If the mass of the planet is Mp and the star is M*, then the orbital period scales with

T inversely proportional to √(1+Mp/M*)

which for most star+planet combinations is very nearly the same. However if the planet massed 10 Jupiter masses and the star massed 100, then there's a significant difference.
 Recognitions: Homework Help @qraal: doesn't that imply that the same Mp/M* ration gives the same orbital period regardless of the radius (semi-major axis) of the orbit? I think the question has actually been answered - now I suspect OP wants an actual equation ... @dRyW: have you been asked to derive it perhaps? I gave the classical (approx) version which takes the primary as not moving - you need the reduced mass because bodies actually orbit each other about their common center of mass. At this stage, to answer to your needs, we need to know the context of the question.
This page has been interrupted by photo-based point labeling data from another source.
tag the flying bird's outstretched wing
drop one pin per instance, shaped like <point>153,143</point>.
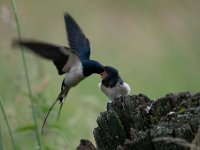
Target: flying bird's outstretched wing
<point>62,57</point>
<point>76,38</point>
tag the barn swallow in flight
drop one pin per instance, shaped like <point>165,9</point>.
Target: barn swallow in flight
<point>75,61</point>
<point>112,84</point>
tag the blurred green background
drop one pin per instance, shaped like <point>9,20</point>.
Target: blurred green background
<point>154,44</point>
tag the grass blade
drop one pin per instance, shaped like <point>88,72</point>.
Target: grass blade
<point>14,8</point>
<point>8,126</point>
<point>1,139</point>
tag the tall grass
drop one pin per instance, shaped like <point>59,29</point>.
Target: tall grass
<point>1,139</point>
<point>9,129</point>
<point>14,9</point>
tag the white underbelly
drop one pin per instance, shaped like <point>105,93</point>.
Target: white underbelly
<point>117,91</point>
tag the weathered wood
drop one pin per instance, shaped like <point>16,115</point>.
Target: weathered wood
<point>133,122</point>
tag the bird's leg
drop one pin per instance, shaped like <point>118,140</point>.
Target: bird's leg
<point>62,96</point>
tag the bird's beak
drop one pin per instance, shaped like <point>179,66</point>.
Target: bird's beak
<point>104,75</point>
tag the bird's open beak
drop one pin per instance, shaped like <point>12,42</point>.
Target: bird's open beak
<point>104,75</point>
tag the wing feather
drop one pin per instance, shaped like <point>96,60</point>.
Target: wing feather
<point>60,55</point>
<point>76,38</point>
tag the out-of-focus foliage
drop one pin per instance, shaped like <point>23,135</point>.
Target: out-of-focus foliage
<point>154,44</point>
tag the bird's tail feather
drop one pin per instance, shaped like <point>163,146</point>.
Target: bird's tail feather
<point>61,97</point>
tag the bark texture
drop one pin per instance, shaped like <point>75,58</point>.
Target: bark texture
<point>139,123</point>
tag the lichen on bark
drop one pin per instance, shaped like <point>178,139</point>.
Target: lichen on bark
<point>133,122</point>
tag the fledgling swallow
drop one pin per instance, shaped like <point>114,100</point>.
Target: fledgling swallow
<point>112,84</point>
<point>75,61</point>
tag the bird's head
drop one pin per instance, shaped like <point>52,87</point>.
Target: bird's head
<point>92,66</point>
<point>110,76</point>
<point>109,72</point>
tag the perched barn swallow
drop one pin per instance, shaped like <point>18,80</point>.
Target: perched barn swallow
<point>75,61</point>
<point>112,84</point>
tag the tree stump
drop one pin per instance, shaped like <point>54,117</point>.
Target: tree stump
<point>138,123</point>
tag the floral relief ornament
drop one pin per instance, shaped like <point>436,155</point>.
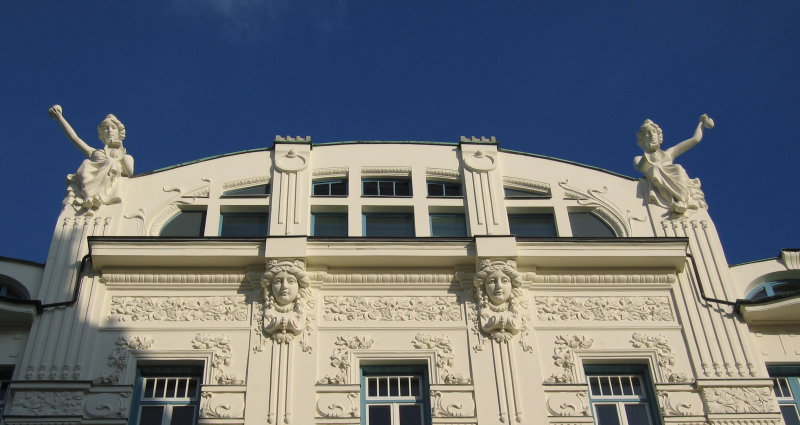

 Quote by Simon Bridge @qraal: doesn't that imply that the same Mp/M* ration gives the same orbital period regardless of the radius (semi-major axis) of the orbit? I think the question has actually been answered - now I suspect OP wants an actual equation ...
Hi Simon
The question concerned how mass affected things, not the orbital radius. Notice I said "inversely proportional to" not an equality. I was giving a proportionality not an equation. Hopefully the OP knows the difference.
 Recognitions: Homework Help - question asks generally what the orbit period depends on and follows with an example with included distance as well as masses. Never mind - it is all good stuff :)

Mentor
 Quote by Simon Bridge @qraal: doesn't that imply that the same Mp/M* ration gives the same orbital period regardless of the radius (semi-major axis) of the orbit?
No, larger central masses will give smaller periods. Larger planet masses reduce the period, too, but their effect is much smaller.
 Recognitions: Homework Help @mfb: fine - but not relevant to my question as you have not mentioned radius, which is what I was querying. I am happy that the ratio Mp/M* accounts for the effect of changing either mass correctly. But, by itself, implies that the distances don't matter - which was not what qraal intended. See previous discussion.
 Thanks! Now, soppose there's a planet with plenty time orbital period compared the earth's. For example 20 time, so 20 years. The planet's distance and the dimension of central body must be enough such to let the life exists. How much the planet's average distance or then, the semi-major axis is? Is possible make a simple esteem? Need to have an reasonable standard gravitational parameter? Hope to not forget nothing...
 Recognitions: Homework Help There are too many uncontrolled variables there. You speculate a planet with a 7300day orbit, about a star which is hot enough that this distance is still inside the life zone of the star. Presumably you also want the entire orbit inside the life zone - which limits how eccentric the orbit can be. Comparison of life-zones: http://www.youtube.com/watch?v=j7XJT0N_X2U you need to orbit farther out to get the period longer but then you need a hotter star and they tend to be more massive too so you have to go farther out still. If you are thinking in terms of sci-fi then you should try getting a copy of Steve Jackson Games: GURPS Space - it has a table of life-zones with stars and the formulae needed to compute the orbit period. You can check the orbit periods in the life-zones of each kind... give you a simple rule. Of course not all kinds of stars would have planets "in the wild".